The operation could kill one or both of the
sisters, but after a lifetime of compromising on everything from when to wake up
to what career to pursue, the sisters said they would rather face those dangers
than continue living joined.
"If God wants us to live the rest of our
lives as two separate, independent individuals, we will," Ladan Bijani said
before the operation.
An international team of 28 doctors and about 100
medical assistants were enlisted for the surgery. The Iranian government said
Monday it would pay the nearly $300,000 cost of the operation and care for the
twins.
This is the first time surgeons have tried to separate adult
craniopagus twins - siblings born joined at the head. The surgery has been
performed successfully since 1952 on infants, whose brains can more easily
recover.
Participating neurosurgeon Dr. Benjamin Carson, director of
pediatric neurosurgery at Johns Hopkins Children's Center in Baltimore, has
separated three sets of craniopagus twins.
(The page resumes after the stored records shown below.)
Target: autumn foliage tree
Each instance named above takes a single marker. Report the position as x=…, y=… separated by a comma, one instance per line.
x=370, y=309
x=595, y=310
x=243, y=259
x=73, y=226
Because this operation is a
medical first, surgeons have encountered unexpected obstacles not seen in
infants. It took longer to cut through portions of their skulls because their
older bones were denser than previously believed, Kumar said. "Every time
something like this happens, we have to take stock of what is happening," he
said.
As the procedure dragged on, surgeons tried to get adequate rest,
slipping out of the operating room for breaks when their expertise was not
needed, Kumar said.
Classical music played softly as surgeons worked
simultaneously in tight spaces in front of and behind the twins, who are sitting
in a custom-built brace connected to an array of lines feeding them
intravenously and monitoring their vital signs, Kumar said.
"Nothing is
going on at a hurried pace," he said. "Everything is quite calm and measured.
There's lots of discussion."
The sisters were born into a poor family of
11 children in Firouzabad, southern Iran, but grew up in Tehran under doctors'
care.
As girls they used to cheat on tests by whispering answers to each
other, they told reporters last month.
The government caught on and
concluded it would be nearly impossible for them to compete individually in
university entrance exams, so it granted them a scholarship to study law at
Tehran University.
After surgery, the twins hope to move back to Iran and
live together while Laleh pursues journalism and Ladan works as a lawyer, said
Bahar Niko, 24, a teacher who befriended the sisters in Singapore.